Stone, Samuel John

Author

b Whitmore, Staffs 1839, d at The Charterhouse, Finsbury, N London 1900. Charterhouse Sch and Pembroke Coll, Oxford (BA, MA). He was ordained in 1862, to be curate at Windsor, then in 1870 joined his father William at St Paul’s Haggerston, succeeding him as incumbent from 1874 until 1890 when he moved to All-Hallows-on-the-Wall, in the City of London. He was concerned there for the hundreds of girls who travelled to the city on cheap early-morning fares, and then walked the streets until the offices opened. His church became a temporary haven for many of them, and he prepared some for Confirmation. Of the 50 or so hymns he wrote, one proved of enduring value—see notes to 577. 10 of them featured in various edns of Hymns A&M, on whose committee he served. The collections he compiled were published in 1866 (Lyra Fidelium, including 12 hymns based on the Apostles’ Creed), 1872, 1875 (Sonnets of the Christian Year) and 1886. His poems and hymns, some of which are marked by a wistful yearning or even melancholy, were posthumously edited, with a memoir, by F G Ellerton, Vicar of Ellesmere.
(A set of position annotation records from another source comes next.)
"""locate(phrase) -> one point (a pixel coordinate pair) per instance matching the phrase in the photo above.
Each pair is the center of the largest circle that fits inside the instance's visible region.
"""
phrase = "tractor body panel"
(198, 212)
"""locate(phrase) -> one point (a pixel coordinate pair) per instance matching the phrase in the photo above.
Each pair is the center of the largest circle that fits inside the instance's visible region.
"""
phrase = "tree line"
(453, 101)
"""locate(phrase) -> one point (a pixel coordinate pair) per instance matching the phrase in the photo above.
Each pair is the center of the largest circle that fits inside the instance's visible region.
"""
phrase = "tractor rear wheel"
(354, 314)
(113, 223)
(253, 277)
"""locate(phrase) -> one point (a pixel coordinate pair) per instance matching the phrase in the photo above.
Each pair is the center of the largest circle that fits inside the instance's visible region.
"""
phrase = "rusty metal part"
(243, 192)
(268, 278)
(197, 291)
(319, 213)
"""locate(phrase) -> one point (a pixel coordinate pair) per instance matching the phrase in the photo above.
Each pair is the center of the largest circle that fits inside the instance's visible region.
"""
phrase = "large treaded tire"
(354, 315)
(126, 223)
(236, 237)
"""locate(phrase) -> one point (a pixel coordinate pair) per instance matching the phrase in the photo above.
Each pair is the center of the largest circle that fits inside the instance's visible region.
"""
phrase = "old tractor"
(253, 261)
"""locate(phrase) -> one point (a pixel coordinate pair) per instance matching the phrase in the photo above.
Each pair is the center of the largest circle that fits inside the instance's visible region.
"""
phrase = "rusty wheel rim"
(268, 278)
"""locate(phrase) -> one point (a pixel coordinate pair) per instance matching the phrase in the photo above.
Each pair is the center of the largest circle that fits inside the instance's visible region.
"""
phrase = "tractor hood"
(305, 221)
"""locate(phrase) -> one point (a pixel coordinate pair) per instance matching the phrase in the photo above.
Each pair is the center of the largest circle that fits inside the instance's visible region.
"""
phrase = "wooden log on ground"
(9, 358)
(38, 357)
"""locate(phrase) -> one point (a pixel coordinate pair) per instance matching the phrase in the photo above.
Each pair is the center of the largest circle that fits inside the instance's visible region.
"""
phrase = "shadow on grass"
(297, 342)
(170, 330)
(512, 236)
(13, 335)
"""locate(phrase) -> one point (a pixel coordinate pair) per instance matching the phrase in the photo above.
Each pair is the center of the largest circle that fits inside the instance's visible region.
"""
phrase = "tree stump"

They include the remarkable hymn of assurance (in spite of its opening), Weary of earth, and laden with my sin; the missionary challenge of Through midnight gloom from Macedon; and the spiritual battle-cry of ‘Round the sacred city gather/ Egypt, Edom, Babylon;/ all the warring hosts of error, sworn against her, move as one…’. ‘Dogmatic’ and ‘hopeful’ are two adjectives used by Julian, where Stone’s hymns are said to ‘present a pleasing variety’, and in spite of abrupt antitheses and limited vocabulary, to show ‘a masterly condensation of Scripture facts and of Church teaching given tersely and with great vigour’. No.577.